- Theatrical release poster
- Directed by: Jack Couffer
- Screenplay by: William Fairchild
- Story by: Jack Couffer Max Bella
- Produced by: Joseph Strick
- Starring: Nicholas Clay Susan Macready Ian Richardson Christopher Martin Robert Flemyng Philip Brack
- Cinematography: Denys Coop
- Edited by: Robert C. Dearberg
- Music by: Marc Wilkinson
- Production companies: Brightwater Film Production Palomar Pictures
- Distributed by: 20th Century Fox
- Release date: 27 September 1972;
- Running time: 91 minutes
- Country: United Kingdom
- Language: English

= The Darwin Adventure =

1972 British film by Jack Couffer

The Darwin Adventure is a 1972 British drama film directed by Jack Couffer and starring Nicholas Clay, Susan Macready, Ian Richardson, Christopher Martin, Robert Flemyng and Philip Brack. It was written by William Fairchild and released on 27 September 1972, by 20th Century Fox.

==Premise==
During his 5-year voyage around the world aboard , a young Charles Darwin adventured into the farthest corners of creation in his search for the truth. A truth which at the time shocked and horrified the world.

==Plot==
The plot is in two parts. The first concerns Darwin's five-year voyage on HMS Beagle, collecting specimens in South America and the Galapagos Islands. While doing this during his observations he begins to realize that the world may not have been created according to the Bible and begins a path in formulating his theory of evolution. This brings him into conflict with the ship's commander, Captain Fitzroy, a devout Christian.
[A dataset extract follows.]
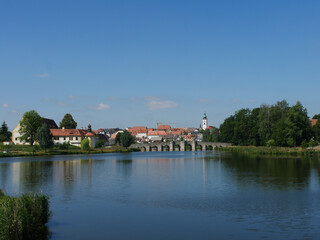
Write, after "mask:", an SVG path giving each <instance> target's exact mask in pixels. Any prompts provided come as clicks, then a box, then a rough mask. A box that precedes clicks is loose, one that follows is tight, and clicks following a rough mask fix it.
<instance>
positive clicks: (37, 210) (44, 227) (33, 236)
mask: <svg viewBox="0 0 320 240" xmlns="http://www.w3.org/2000/svg"><path fill="white" fill-rule="evenodd" d="M50 215H51V213H50V209H49V199H48V197H47V196H44V195H38V194H23V195H21V196H16V197H12V196H6V195H5V194H4V193H3V192H2V191H1V190H0V240H20V239H23V240H31V239H32V240H45V239H48V238H49V231H48V228H47V226H46V223H47V222H48V221H49V218H50Z"/></svg>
In the second part, years later, Charles Darwin is back in Britain, now married and with children, writes his book On The Origin of Species. Its publication causes a huge reaction and leads to a famous debate.

== Cast ==
- Nicholas Clay as Charles Darwin
- Susan Macready as Emma Wedgewood Darwin
- Ian Richardson as Capt. Fitzroy
- Christopher Malcolm as Sullivan
- Robert Flemyng as Prof. Henslow
- Philip Brack as Thomas Huxley
- Michael Malnick as Hooker
- Aubrey Woods as Bishop Wilberforce
- David Davenport as Robert Darwin
- Hugh Morton as Josiah Wedgewood
- Carl Bernard as Moreno
- Richard Ireson as Wickam

== Reception ==
The Monthly Film Bulletin wrote: "The 'adventure' of the title might have been more engrossing if it had been more restricted in scope. Instead, we are offered a treatment of the Complete Man, his Life and Work (with inevitable patchiness and occasional lapses into a distinctively Disney-ish tone) that is scarcely a primer introduction to the theory of evolution or to the particular nature of Darwin's synthesis and revelations on natural selection. But the film is still left with Darwin as a historical force and with the sum of his ideas, lending all scenes of domesticity an air of stagnant mummery that is hardly the actors' fault. ... The extraordinary creatures of the Galapagos do retain their curiosity value, and here, for once, the film pays attention to the actual details of Darwin's work."

Variety wrote: "Palomar Pictures kickoff film in a release deal with 20th-Fox is The Darwin Adventure, a hokey and puerile survey of Darwin's work and the controversy it sparked a century ago. The filmgoing public's own version of Darwin's natural-selection theory will weed out this inferior species. ... With very few historical exceptions, there seems to be no way for scripters and pedantry."

Leslie Halliwell wrote "Rather naive biopic of Darwin which tries to cover too much with too slender resources but makes a pleasant introduction to the subject."

In The Radio Times Guide to Films Adrian Turner gave the film 2/5 stars, writing: "In a subject far more suited to the television drama or mini-series, this is a sketchy effort that convinces us of Darwin's importance but turns his romantic life into a soap opera."